During Leweke’s time without a doctor, she had serious back pain that she described as “torture” and needed a hip replacement. Despite being an RN, having no addictions or drug-use history, she couldn’t get a prescription for pain killers without a family doctor.
Leweke got a Telus Health referral for an MRI and discovered she has a tethered spinal cord (attached to bone instead of floating in the spinal column) and deteriorated hip. It took about 14 months to get treatment, she said.
Robert Thompson said the registry worked for him, but he did a lot of follow-up over six months “and I think it helped that I was also signing up my 95-year-old mother-in-law at the same time.”
Patrice Snopkowski, 70, said her son, raised in Victoria, is a family doctor in North Vancouver but she can’t get a family doctor in Victoria.

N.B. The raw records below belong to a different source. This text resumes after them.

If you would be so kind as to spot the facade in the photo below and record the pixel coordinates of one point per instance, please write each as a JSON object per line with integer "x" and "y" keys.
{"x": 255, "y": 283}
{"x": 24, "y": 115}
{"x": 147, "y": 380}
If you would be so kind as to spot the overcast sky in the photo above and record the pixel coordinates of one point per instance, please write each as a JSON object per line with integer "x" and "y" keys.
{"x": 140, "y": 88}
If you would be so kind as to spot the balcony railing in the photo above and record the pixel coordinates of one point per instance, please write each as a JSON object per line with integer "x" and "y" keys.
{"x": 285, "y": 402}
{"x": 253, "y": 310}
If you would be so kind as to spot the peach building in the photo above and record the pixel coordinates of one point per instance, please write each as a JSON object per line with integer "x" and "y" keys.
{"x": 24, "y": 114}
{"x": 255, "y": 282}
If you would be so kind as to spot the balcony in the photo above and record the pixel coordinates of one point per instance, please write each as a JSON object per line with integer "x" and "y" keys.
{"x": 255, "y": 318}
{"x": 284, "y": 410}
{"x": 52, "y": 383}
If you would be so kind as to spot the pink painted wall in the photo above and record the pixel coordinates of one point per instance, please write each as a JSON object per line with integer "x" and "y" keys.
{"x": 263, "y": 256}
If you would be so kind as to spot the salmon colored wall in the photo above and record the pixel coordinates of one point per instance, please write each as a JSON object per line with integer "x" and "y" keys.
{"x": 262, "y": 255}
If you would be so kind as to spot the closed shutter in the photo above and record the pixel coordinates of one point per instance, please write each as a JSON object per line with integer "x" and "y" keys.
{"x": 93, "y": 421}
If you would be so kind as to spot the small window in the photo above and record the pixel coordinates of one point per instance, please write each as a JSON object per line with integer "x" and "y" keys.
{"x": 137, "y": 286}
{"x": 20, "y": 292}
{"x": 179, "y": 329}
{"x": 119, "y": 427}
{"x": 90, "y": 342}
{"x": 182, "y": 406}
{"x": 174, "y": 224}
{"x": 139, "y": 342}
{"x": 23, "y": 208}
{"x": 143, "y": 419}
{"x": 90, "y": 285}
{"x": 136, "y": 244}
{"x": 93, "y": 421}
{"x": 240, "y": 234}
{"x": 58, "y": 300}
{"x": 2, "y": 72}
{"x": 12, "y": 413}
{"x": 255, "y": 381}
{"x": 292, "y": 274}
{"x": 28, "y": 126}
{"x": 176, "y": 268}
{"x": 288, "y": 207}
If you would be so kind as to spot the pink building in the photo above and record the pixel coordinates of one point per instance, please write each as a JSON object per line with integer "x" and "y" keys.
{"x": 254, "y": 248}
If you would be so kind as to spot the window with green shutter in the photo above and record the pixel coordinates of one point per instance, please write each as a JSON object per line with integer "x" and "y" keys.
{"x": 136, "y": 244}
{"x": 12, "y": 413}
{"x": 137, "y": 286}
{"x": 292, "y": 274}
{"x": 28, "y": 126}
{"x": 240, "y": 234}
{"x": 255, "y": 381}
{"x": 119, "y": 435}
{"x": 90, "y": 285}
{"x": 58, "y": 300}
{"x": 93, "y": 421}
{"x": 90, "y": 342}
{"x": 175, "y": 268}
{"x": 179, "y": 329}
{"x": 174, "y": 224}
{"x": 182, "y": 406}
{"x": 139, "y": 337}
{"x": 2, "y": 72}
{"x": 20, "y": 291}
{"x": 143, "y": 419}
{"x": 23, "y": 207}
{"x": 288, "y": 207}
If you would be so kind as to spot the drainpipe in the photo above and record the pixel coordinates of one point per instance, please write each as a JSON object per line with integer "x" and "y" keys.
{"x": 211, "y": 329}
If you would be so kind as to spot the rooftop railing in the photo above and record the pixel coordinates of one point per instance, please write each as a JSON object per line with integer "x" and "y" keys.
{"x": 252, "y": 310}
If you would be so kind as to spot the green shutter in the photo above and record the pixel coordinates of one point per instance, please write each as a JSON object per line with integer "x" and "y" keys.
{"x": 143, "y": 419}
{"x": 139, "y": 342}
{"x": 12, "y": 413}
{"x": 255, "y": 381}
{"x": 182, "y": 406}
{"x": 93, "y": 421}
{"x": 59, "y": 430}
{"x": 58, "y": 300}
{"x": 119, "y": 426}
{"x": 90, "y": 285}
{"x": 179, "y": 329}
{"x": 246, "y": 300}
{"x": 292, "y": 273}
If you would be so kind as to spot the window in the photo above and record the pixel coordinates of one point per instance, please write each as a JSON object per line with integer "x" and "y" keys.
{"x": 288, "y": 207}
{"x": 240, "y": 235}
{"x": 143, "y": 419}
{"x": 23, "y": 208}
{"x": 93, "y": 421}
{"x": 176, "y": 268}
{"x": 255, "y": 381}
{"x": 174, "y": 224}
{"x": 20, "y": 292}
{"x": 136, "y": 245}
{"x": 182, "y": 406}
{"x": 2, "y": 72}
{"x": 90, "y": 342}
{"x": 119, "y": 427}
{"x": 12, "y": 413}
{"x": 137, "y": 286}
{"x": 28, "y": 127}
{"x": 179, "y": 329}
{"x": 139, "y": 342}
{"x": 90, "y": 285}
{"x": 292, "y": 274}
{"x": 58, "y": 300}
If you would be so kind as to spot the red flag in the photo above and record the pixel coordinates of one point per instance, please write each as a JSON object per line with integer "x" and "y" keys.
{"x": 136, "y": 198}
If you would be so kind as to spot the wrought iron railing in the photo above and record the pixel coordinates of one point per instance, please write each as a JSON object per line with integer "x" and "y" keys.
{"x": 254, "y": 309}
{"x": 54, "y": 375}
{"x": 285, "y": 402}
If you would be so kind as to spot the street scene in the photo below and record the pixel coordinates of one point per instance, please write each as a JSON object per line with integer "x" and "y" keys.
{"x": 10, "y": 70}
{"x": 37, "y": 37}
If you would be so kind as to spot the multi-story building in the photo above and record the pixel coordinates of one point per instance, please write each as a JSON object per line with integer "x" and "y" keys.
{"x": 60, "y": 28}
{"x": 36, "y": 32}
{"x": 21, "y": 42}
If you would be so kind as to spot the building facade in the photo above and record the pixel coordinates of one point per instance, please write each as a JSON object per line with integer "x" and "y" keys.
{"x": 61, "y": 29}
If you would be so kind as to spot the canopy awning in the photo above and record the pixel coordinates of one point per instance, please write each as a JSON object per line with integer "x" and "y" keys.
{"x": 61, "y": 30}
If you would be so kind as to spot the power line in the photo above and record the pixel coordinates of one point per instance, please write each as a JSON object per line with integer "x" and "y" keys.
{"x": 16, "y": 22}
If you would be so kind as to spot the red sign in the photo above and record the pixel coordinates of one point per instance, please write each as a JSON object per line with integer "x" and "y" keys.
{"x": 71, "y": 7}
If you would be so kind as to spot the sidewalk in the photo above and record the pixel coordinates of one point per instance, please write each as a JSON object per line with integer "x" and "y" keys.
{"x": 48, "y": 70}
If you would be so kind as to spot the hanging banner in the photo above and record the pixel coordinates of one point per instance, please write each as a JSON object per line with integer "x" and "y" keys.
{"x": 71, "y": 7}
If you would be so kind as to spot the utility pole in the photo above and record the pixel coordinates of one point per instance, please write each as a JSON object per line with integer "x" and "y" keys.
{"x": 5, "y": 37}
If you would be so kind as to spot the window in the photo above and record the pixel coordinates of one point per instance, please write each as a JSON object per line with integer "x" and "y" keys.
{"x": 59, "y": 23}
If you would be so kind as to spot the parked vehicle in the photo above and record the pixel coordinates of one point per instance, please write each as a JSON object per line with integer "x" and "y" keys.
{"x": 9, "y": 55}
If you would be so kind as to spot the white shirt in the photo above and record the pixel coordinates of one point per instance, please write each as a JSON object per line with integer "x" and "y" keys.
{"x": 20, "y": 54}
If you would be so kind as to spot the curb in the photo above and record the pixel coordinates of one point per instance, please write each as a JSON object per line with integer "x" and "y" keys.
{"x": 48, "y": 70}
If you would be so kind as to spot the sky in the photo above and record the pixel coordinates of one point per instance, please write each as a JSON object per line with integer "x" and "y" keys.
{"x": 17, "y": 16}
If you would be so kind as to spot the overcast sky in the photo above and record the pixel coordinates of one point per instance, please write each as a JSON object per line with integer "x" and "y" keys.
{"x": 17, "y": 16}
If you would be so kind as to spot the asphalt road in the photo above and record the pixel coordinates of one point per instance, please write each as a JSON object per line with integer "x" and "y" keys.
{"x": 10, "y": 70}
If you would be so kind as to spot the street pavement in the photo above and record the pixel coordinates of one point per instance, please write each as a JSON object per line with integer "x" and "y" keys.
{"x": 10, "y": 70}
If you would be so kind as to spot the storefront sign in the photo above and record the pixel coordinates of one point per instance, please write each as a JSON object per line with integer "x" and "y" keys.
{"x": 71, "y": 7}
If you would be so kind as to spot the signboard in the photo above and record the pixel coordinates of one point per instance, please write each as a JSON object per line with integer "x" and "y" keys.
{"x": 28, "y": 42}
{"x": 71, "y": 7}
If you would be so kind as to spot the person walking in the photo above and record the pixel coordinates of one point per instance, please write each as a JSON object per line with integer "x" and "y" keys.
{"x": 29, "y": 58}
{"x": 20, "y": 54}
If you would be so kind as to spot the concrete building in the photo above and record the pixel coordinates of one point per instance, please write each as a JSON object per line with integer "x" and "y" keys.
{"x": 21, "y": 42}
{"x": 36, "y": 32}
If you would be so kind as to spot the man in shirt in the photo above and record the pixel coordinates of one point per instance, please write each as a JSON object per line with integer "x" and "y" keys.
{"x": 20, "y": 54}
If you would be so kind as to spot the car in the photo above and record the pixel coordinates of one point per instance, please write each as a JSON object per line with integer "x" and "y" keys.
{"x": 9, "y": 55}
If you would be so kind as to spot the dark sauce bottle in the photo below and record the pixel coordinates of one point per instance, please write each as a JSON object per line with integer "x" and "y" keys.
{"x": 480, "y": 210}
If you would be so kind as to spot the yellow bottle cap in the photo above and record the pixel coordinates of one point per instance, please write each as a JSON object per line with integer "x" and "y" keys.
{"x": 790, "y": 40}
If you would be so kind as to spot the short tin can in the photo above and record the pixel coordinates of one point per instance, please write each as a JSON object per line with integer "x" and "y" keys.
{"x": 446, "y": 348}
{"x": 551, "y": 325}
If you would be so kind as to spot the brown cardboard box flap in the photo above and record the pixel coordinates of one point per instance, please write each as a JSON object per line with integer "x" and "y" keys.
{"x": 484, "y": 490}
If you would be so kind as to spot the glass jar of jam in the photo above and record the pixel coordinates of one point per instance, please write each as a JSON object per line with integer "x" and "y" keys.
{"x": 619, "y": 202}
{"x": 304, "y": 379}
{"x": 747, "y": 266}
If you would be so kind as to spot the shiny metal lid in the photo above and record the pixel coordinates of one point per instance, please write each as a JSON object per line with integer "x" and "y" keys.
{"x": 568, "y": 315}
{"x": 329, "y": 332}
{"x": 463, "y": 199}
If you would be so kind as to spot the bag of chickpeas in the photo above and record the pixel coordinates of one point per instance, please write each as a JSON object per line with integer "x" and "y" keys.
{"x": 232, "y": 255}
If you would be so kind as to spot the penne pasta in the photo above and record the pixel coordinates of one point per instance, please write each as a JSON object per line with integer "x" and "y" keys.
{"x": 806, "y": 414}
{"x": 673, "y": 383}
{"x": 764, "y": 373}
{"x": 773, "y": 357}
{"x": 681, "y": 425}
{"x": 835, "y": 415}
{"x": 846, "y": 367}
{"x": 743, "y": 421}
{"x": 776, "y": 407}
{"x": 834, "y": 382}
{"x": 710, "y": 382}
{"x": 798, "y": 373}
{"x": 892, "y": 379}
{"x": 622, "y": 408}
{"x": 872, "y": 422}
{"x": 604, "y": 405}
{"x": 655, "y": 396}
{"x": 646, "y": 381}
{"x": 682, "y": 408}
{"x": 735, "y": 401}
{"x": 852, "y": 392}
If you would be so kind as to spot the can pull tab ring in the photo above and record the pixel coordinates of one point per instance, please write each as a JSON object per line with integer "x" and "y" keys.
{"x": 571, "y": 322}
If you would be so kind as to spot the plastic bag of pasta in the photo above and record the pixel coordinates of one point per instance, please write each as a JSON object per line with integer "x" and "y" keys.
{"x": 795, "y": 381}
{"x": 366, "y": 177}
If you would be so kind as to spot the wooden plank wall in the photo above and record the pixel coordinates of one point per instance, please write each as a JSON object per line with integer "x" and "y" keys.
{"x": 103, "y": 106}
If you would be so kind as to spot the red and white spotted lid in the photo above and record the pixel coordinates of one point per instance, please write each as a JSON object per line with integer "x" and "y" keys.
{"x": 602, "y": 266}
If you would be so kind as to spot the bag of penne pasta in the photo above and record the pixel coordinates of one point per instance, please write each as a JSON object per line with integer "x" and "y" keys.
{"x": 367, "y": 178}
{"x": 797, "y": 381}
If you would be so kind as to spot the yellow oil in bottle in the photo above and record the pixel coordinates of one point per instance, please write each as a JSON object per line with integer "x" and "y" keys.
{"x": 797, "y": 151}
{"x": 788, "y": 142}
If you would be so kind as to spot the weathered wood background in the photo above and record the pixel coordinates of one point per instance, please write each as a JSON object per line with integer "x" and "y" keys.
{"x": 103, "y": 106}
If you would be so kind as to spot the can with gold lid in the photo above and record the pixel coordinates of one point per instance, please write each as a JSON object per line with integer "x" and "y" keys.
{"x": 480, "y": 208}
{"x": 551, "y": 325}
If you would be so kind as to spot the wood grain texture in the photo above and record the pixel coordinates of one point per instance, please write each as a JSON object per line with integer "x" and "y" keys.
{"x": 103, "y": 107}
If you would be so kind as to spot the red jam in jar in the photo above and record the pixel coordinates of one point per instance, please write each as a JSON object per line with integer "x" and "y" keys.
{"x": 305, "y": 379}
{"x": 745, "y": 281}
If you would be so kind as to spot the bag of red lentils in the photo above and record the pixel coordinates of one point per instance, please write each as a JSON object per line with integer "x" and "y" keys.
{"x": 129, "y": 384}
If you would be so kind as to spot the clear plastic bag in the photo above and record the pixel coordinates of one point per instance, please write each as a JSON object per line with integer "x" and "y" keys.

Snopkowski lost her family doctor about five years ago when she downsized her practice in the Cook and Quadra area. The physician kept her most vulnerable clients, which included Snopkowski’s daughter and one of her two young children, an infant.
Now Snopkowski uses a telehealth service for prescriptions and other medical issues, Island Sexual Health for pap tests, and Victoria Community Health Co-operative, a nurse-run clinic on Cook Street.
Sarah Campden, 48, and her 18-year-old daughter are also on the registry and have not yet been matched with a family doctor, although her 58-year-old aunt, who she also registered, did get a physician.
Four generations of Campden’s family were under one family doctor until that doctor retired.
Bob Black, 69, of Central Saanich, said he and his wife will be without a family doctor as of the end of April when their doctor retires.
They signed up on the registry in January 2023 but to date, that hasn’t resulted in any matches.
Black said he called 811 Thursday to see if there was any progress on their registry placement, but was told the wait for a family doctor on Vancouver Island is a year to two years.
Black said he has some complex health-care issues, which have included a cancer, and having a consistent primary-care physician would be reassuring. “I don’t know whether they take that into consideration with the speed at which you get a family doctor or not,” said Black.
The Health Ministry said patients are triaged so those most urgently in need of care are matched first.
Anyone who lives in B.C. and needs a family doctor or nurse practitioner can register for the Health Connect Registry online at healthlinkbc.ca/health-connect-registry or by calling 811.
If you’re already on a waitlist at your local clinic, you do not need to register, according to the province.
It said primary-care provider waitlists at all clinics and community health services in B.C. are transitioning to the Health Connect Registry and patients will retain their original waitlist registration date.